Não adianta. Dá para ir ao infinito nas justificativas sobre o comportamento antiético individual e, por isso, ele nunca deveria ser o foco de cruzadas éticas. É uma armadilha. Só que, infelizmente, tanto a mídia quanto as empresas ainda fazem das pessoas (físicas ou jurídicas) seu foco nessas ocasiões.

JUSTICEIROS, NÃO!

Vivemos em um mundo tão cansado e farto da falta de ética que, mais e mais, idealizamos os justiceiros, já reparou? Alguém que nos lave a honra. O cinema e a TV refletem isso com perfeição, em personagens como o protagonista da série Dexter ou em todos os super-heróis da Marvel ou da DC Comics. Até Frankenstein foi transformado em justiceiro agora (e foi desfigurado! Ficou bonito e sexy! Tema para outra coluna…)

Pois algumas empresas criaram seu próprio justiceiro também, transformando o departamento de compliance em justiceiro corporativo. Pelo que chega aos meus ouvidos (e que deve ser no máximo metade do que acontece), barbaridades são cometidas contra as pessoas e sua capacidade de tomar iniciativas em nome de fazer justiça com as próprias mãos.

Não deveria ser assim, há alternativas. Punições localizadas não bastam nem no quesito ”exemplo“. A melhor resposta (até que surja outra) já existe dentro das próprias empresas, em processos e métodos.

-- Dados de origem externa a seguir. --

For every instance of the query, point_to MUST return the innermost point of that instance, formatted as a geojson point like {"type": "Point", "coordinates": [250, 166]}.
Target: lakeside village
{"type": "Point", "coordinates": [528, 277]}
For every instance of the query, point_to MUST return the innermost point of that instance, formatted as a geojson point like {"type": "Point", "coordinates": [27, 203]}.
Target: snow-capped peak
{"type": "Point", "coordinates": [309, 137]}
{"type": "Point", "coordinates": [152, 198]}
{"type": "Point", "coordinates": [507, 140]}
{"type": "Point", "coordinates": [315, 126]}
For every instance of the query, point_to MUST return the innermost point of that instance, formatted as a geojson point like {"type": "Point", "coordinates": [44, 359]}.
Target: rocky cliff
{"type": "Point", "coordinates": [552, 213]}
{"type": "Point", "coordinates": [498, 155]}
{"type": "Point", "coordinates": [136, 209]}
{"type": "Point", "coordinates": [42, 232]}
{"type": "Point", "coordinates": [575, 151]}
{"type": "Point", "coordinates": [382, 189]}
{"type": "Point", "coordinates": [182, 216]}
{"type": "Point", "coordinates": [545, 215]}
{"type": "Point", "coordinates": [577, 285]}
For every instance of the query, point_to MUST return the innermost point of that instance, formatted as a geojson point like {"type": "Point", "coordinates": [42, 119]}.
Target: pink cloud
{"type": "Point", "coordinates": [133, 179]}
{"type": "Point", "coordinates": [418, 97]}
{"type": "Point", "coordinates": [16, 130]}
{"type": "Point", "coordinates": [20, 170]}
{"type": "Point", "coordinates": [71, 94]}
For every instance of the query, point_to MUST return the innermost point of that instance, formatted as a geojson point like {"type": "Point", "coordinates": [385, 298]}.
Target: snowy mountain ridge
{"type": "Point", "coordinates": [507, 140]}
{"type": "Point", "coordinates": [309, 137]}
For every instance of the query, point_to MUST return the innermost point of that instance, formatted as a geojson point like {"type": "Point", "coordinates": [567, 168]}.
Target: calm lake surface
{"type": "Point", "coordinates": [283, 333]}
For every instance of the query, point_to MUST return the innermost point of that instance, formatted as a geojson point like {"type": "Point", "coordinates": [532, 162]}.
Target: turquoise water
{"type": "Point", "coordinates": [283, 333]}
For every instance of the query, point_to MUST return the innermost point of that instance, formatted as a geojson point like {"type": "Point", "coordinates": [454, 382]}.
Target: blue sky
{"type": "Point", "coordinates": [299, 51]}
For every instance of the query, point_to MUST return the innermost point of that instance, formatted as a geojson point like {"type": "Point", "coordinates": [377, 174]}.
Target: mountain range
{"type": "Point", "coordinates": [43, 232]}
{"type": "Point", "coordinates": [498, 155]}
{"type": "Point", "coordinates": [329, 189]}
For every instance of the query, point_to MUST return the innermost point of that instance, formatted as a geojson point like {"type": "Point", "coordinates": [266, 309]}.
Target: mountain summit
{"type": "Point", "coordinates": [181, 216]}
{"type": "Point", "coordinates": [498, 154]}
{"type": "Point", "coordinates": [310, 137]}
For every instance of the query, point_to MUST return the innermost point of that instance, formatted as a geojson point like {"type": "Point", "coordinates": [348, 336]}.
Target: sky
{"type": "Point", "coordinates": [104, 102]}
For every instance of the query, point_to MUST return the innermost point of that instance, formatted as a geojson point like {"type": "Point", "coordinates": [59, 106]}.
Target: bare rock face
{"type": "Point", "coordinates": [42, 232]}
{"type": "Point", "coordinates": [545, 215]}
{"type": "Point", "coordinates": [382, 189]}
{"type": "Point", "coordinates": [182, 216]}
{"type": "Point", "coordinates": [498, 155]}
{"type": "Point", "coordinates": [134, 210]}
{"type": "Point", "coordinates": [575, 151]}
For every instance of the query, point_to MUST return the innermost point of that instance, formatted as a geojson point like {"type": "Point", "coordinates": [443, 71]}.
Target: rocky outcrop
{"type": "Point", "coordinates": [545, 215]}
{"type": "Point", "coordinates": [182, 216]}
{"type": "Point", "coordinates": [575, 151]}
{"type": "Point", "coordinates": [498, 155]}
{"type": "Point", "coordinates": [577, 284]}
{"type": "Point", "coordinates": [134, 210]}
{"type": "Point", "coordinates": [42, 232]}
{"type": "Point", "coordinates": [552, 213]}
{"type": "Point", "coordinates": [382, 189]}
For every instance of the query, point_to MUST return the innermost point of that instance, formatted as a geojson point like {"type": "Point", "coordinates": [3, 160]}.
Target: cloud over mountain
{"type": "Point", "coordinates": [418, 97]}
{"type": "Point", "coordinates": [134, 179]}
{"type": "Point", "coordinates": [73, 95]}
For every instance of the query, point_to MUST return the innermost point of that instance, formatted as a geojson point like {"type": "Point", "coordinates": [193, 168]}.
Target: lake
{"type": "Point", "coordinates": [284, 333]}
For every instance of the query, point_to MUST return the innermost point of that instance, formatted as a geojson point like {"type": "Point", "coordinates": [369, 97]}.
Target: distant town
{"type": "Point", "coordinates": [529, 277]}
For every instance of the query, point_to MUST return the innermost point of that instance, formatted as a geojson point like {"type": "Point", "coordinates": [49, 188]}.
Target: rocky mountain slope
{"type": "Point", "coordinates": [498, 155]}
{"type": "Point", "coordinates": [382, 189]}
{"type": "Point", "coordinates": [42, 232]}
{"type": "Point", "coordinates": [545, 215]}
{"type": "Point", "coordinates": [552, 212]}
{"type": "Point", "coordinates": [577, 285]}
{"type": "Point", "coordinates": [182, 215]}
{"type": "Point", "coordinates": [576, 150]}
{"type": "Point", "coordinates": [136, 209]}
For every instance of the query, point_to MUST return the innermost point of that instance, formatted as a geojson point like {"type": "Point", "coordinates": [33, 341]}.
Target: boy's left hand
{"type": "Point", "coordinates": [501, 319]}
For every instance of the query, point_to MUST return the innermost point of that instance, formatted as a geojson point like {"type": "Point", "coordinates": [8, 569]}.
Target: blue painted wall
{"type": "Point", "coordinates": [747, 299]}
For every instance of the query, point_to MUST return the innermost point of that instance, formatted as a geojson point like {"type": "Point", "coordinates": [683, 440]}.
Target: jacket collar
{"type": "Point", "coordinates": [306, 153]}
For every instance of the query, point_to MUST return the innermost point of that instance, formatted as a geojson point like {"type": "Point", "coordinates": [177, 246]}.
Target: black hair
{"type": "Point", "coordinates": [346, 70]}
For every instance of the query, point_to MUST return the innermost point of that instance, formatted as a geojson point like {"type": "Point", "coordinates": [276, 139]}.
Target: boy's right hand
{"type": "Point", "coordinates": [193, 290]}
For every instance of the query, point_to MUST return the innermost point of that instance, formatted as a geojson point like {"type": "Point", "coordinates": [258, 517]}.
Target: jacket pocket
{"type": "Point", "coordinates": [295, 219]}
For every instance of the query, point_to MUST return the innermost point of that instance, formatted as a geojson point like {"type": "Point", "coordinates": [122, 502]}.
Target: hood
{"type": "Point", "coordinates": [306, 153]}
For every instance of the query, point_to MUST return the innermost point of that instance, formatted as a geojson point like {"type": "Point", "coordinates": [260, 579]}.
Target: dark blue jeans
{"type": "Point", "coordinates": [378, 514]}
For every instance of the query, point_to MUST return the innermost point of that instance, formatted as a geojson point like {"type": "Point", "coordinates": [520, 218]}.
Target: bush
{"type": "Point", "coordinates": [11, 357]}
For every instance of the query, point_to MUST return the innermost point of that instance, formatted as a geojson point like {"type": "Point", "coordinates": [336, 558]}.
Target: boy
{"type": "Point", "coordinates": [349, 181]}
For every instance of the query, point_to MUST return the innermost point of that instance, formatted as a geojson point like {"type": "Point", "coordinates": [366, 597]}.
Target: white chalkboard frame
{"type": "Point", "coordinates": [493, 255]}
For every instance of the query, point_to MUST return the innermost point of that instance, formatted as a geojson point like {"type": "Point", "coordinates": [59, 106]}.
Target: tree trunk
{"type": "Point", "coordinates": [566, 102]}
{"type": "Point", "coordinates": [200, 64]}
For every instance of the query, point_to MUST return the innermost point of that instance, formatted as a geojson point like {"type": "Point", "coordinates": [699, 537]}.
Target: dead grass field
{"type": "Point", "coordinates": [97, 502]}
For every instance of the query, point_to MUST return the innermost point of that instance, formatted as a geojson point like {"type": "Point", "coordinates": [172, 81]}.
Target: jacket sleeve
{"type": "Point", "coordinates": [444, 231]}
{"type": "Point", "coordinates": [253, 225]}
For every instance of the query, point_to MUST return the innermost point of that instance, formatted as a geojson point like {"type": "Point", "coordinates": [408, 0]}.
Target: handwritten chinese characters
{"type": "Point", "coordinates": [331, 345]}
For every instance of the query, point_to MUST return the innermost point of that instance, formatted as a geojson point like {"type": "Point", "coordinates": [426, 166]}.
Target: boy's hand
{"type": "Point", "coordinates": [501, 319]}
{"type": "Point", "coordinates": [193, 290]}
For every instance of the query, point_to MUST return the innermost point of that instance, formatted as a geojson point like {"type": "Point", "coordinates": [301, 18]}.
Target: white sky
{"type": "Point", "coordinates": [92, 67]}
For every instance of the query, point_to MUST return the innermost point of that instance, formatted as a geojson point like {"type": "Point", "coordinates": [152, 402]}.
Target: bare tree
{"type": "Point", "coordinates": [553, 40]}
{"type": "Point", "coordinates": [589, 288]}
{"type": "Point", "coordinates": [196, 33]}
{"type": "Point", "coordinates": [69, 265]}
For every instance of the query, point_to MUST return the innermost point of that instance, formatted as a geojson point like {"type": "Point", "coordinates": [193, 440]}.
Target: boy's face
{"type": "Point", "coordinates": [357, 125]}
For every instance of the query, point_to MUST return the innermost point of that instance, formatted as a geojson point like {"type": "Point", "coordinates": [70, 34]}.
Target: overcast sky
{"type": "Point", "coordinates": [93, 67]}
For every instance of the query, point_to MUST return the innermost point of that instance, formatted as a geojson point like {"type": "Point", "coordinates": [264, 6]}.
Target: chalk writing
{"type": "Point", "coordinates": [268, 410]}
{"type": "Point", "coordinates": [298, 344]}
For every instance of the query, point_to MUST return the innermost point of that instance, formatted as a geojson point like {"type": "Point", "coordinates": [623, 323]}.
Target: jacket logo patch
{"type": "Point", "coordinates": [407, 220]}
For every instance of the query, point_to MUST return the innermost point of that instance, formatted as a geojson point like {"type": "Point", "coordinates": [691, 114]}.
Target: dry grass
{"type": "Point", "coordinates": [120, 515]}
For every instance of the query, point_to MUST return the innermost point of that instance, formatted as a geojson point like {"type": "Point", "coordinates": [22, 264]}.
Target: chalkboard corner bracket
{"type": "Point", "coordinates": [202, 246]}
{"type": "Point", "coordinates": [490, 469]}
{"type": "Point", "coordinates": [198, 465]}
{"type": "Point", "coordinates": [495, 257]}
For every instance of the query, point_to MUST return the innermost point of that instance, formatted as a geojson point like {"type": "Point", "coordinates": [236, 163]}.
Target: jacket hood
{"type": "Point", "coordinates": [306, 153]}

Muita gente reclama dessas fórmulas de prateleira, mas o fato é que são realmente úteis: dão os parâmetros de ação, facilitam a vida na correria do dia a dia, funcionam como um template em cima do qual se pode criar se for necessário.

Quero dar dois exemplos dessas fórmulas: a do exame ético da tomada de decisões e a da auditoria preventiva nos locais com maior potencial de falta de ética.

EXAMINANDO CADA DECISÃO

Imagine se cada decisão tomada no dia a dia empresarial, em qualquer instância, tivesse, na reta final, de passar por um escrutínio ético? E que a alta cúpula da organização realmente aceitasse como motivo legítimo para desistir de um projeto o fato de ele ser reprovado nesse escrutínio?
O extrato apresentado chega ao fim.